RE: “Free Speech For Me But Not For Thee” – With apologies to Nat Hentoff. Some comments on your column on how a new variant of Gresham’s Law has been discovered in this year’s election cycle/

Mr. Pitts,

The pre-dawn reading on my thermometer said 49 degrees.

Hey! It’s not Green Bay or even Allen, Texas but crisp winter mornings down here give me 2 great opportunities.

#1 – Put the underwater lights on. Toss some 10 day old endive, arugula, Swiss chard, tofu, and organic pomegranates for fiber into the trap and stand back because here come the dumbass manatees. I know it hasn’t caught on yet but as soon as I get the South Beach Diet dudes to endorse manatee sushi and manatee sweetbreads I’ll “create” more jobs in Florida than those ohmadanish jackasses in the White House could imagine.

#2 – Thanks to Rachel Carson, the Bernie Madoff of pseudo-science and one of the 20th century’s great charlatans, Right Guard deodorant in a spray can was outlawed. Before it became verboten I bought a truckload of it. That’s right. The Ozone layer killer.
3 decades of trial and error experimentation showed me that the best time to spray is on a cool winter morning. Imagine a rocket disguised as a biodegradable inorganic chemical predator. You can almost hear it tearing up the supine Ozone.

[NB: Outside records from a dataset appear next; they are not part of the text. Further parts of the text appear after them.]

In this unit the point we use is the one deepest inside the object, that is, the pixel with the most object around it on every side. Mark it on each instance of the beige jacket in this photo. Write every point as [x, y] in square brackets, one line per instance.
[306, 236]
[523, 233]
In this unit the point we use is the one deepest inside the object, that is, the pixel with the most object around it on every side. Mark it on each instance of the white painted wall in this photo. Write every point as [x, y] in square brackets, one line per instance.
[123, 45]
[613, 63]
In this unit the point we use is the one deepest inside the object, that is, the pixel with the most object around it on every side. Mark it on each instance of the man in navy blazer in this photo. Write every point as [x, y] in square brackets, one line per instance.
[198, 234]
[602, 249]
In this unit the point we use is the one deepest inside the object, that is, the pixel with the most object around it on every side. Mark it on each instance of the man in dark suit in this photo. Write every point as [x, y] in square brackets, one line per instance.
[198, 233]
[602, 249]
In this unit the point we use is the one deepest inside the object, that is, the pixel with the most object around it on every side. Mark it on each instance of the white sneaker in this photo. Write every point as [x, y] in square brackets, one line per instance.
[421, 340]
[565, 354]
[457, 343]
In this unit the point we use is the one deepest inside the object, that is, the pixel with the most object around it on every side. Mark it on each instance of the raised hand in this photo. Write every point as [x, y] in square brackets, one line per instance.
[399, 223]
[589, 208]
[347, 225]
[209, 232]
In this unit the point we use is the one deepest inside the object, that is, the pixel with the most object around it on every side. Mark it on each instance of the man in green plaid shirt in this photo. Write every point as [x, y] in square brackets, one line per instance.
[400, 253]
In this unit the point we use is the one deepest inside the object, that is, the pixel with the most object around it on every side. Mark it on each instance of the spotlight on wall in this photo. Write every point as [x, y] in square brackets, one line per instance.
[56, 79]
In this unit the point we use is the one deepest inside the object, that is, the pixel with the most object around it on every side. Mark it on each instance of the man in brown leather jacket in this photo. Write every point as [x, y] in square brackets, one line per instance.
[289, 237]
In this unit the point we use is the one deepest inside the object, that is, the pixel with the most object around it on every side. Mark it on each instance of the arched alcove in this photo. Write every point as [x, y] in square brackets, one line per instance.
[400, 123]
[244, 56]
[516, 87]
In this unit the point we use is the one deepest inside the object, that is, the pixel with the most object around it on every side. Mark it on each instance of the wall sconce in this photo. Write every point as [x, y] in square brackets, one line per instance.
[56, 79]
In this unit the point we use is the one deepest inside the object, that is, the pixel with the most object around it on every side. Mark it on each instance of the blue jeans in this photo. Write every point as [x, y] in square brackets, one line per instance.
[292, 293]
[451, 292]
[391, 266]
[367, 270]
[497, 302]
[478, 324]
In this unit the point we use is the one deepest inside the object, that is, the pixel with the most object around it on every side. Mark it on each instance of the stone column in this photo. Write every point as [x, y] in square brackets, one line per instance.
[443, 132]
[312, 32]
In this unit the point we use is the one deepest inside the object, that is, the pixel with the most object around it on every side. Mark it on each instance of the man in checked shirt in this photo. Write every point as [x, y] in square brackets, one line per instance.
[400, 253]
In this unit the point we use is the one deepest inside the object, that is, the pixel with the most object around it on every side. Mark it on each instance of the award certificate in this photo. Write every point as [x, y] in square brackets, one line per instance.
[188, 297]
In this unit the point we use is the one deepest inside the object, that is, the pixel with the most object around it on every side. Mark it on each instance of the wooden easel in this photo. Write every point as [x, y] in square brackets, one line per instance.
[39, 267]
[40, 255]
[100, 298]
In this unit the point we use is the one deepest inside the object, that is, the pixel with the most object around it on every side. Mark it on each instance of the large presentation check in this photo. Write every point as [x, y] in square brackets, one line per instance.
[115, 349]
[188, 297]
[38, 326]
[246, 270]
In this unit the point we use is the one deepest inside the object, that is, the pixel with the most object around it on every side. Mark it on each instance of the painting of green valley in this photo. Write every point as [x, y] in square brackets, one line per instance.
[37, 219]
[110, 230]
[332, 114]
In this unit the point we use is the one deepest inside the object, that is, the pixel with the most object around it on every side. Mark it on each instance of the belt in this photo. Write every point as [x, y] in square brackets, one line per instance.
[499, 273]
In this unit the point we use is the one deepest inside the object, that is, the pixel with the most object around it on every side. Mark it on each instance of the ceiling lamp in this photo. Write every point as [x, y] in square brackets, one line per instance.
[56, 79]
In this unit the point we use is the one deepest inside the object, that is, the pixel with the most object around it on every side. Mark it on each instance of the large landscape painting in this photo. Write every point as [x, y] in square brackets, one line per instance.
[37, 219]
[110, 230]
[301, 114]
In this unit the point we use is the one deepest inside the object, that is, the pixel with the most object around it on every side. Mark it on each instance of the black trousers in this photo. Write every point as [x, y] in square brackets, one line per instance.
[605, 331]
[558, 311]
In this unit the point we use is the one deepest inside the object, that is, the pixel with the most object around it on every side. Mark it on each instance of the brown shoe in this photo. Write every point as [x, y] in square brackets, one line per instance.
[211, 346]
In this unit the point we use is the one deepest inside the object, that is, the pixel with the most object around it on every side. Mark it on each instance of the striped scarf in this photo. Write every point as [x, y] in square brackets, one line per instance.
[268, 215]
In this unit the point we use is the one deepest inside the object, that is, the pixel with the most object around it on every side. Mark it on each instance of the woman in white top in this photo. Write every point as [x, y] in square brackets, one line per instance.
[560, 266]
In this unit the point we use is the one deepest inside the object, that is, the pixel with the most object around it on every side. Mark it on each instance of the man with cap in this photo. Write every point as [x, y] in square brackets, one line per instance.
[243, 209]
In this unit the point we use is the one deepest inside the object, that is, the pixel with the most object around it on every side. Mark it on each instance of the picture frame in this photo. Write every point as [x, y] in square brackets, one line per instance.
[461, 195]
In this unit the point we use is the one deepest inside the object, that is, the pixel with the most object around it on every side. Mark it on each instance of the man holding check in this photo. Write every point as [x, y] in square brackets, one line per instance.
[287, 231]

As you can see I had my morning all mapped out.

Then I got to your column about “bad” money driving “good” money out of the political arena. I guess Gresham was right. “Bad” vs. “Good” is the kiss of death for “Good”, right?

You say that when Lord Barack the Beneficent and Blessed be his name and may his tribe increase turned his back on his self-proclaimed principles you were “disappointed but not surprised”.

Would I be a cad or a rotter if I point out that the one great principle of modern American Liberalism is that principles don’t count? Since plaid is the favorite color of all card carrying modern American Liberals it is easy to understand. If you believe in nothing you’ll believe in anything.

You say the “2010 Supreme Court ruling in the Citizens United case was disastrous”. It “paved the way for corporations to pump unlimited money into the electoral process”. .

I was unaware that unions were precluded from doing the same. Thanks for clearing that up for me.

Would I be correct in assuming that money from the Koch Brothers is “Bad” while money from George Soros is “Bad”? George Orwell was more prescient than we knew when he said that while “all animals are equal some animals are more equal than others”.

Having spent a long time in various Federal Courthouses I agree with your premise that Justice sometimes is a commodity that serves at the whim of the highest bidder. Only a naïf would believe that Justice and Law are the opposite sides of the same coin. O.J. Simpson and Leopold & Loeb are two separate chapters in the same book.

But I digress.

Let’s say that I am a legatee of the perfectly legal tax dodging trusts created in 1936 by that old corsair Papa Joe Kennedy. My political passion is meatless Tuesdays and putting James Buchanan on the soon to be introduced $3 dollar bill. I will support any candidate who believes likewise. It’s my money, isn’t it? Who the Hell are you to tell me, and worse, try to prevent me from speaking my mind?

There is one guiding principle here.

Even though Justice Ginsberg thinks it’s “old and tired” the Constitution spells it out in 5 magnificent words:

“CONGRESS SHALL MAKE NO LAW…”

There is a connection between pregnancy and free speech. Either you are or you aren’t. Either it is or it isn’t

The First Amendment doesn’t say “Congress shall make no law except when rich guys, doubtless all Republicans, give money to people or causes that Emperor Leonard doesn’t like”.

The Constitution, and despite Justice Ginsberg’s speech showing she has lost a bit off her fast ball, is simultaneously the first and last man standing. It was the first to put in writing certain rights that were ours from birth, rights that were ours “from beyond the stars”. It may be the last bastion against men who disdain the Rule of Law without which we become subject to the whims of the thug du jour.

It allows American flags to be burned in America by Americans.
It allows wing nuts to picket American GI funerals.
It allows columnists to say anything.

The consequences of stopping someone from saying something would normally be the classic definitions of modern American Liberal nightmares: the scary “slippery slope” and the more ominous “chilling effect”

Who will decide who will speak?

You?

Me?

Juvenal, another DWEM, said Quis custodiet ipso custodes. Who will guard the custodians?

Now that it is too late to catch some manatees – the babies are the best – or begin an unauthorized incursion into the weakened Ozone layer my day is ruined. I think I’ll try to figure out the difference between “Principle” and “Principal”.

When asked what was the main thing to look for in a candidate for public office James Madison, a true Constitutional scholar, replied “Character. Character is all.”